Post date: Oct 6, 2012 3:55:05 PM

Self-reliance, by Ralph Waldo Emerson.

I understand Emerson, fully understand him, I empathize with him. I’m sure other people don’t understand him, even less empathize with him. He’s an individualist, I’m an individualist –we can’t help it. The virtue in most request is conformity. Self-reliance is its aversion. We’re ugly for that. And also because every decent and well-spoken individual affects and sways us more than is right. So do not tell me, as a good man did to-day, of my obligation to put all poor men in good situations. Are they my poor?

No, they aren’t, Ralph, but don’t tell, and don’t tell either that we do not wish to expiate, but to live. And yes, we will always find those who think they know what is your duty better than you know it. But you know who the great man is: he who in the midst of the crowd keeps with perfect sweetness the independence of solitude. Because we know that if I know your sect, I anticipate your argument.

You warn us to beware of foolish consistency –consistency in order to please others, I assume: Why drag about this corpse of your memory, lest you contradict somewhat you have stated in this or that public place? Suppose you should contradict yourself; what then? Others will try to use it to their advantage, of course. But you believe in truth, esteem it far much than most people do: Speak what you think now in hard words and to-morrow speak what to-morrow thinks in hard words again, though it contradict every thing you said to-day. And you know that true consistency comes this way: Our genuine action will explain itself and will explain your other genuine actions. Your conformity explains nothing.

So speaking the truth is the way to live no longer to the expectation of these deceived and deceiving people with whom we converse, because, as you say, we cannot sell our liberty and our power, to save their sensibility.

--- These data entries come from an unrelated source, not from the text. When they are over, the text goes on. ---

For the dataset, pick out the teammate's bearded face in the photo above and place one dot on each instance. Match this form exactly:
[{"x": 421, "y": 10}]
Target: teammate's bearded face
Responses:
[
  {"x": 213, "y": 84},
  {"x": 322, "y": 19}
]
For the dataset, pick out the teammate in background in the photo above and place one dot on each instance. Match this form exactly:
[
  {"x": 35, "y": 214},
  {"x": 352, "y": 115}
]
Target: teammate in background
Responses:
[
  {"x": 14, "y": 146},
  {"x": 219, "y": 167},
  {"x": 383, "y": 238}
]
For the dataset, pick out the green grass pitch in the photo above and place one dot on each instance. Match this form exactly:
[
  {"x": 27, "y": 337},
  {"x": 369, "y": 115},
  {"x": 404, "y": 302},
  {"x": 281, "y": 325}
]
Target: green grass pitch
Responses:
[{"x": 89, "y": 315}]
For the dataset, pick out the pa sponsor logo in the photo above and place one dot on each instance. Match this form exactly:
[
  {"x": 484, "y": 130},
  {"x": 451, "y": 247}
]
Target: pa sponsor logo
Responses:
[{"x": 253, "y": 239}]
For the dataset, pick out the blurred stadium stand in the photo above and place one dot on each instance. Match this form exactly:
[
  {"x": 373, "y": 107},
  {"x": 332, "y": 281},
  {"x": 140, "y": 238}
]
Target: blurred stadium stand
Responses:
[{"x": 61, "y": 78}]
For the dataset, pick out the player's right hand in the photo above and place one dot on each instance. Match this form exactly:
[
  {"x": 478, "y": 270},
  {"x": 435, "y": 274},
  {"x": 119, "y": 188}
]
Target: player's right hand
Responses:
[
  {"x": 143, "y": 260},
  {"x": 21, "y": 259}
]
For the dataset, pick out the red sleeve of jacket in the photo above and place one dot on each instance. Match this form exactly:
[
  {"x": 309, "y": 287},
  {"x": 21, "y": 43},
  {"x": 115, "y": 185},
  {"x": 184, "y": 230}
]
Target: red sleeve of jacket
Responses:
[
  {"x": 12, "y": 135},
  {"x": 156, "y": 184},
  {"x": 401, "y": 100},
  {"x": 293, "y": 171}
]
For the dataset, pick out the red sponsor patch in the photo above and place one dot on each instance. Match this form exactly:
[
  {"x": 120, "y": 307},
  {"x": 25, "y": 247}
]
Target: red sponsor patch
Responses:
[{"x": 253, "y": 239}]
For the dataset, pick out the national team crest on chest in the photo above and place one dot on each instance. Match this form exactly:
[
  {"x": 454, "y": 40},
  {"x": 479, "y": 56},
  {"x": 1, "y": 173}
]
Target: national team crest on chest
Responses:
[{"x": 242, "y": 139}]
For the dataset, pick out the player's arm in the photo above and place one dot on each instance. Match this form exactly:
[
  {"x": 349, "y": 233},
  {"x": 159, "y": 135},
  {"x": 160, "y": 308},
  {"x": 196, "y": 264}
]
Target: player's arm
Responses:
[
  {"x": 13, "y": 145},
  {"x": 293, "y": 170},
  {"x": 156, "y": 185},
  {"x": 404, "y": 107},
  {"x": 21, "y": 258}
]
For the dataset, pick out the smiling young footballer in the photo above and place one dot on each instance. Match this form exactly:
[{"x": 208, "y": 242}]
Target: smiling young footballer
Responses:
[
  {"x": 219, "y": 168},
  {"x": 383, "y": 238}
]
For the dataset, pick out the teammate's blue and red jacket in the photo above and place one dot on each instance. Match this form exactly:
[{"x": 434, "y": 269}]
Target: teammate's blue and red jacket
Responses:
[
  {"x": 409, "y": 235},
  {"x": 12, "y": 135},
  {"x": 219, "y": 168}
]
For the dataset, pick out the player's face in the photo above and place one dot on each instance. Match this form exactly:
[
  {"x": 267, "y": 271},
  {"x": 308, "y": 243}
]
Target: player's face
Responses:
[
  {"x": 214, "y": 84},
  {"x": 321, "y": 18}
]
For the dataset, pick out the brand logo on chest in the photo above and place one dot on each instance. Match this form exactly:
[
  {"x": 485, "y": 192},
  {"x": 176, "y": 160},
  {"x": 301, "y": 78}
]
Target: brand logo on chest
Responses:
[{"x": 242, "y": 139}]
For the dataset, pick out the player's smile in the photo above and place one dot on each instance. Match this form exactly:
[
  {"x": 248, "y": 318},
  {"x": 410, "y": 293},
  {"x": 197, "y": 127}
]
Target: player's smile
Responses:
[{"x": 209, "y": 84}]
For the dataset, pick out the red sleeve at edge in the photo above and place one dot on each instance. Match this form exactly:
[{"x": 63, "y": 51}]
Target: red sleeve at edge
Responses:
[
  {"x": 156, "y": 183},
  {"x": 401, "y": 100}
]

Is it harsh to say that sympathy, as we usually understand it and put it in action, is as base as regrets, when we come to them who weep foolishly and sit down and cry for company, instead of imparting to them truth and health in rough electric shocks, putting them once more in communication with their own reason? But I've experienced that and know that it's true.

You say, Ralph, back in your time, more than a century and a half ago, let us never bow and apologize more. Ha! Hope you’re peacefully resting in your tomb and not in heaven or hell watching us doing in this world of ours nowadays.

Insist on yourself: never imitate. I’ll try to live by these words, and pass them to the one I’m responsible for.

And thank you, Mr Emerson, very much.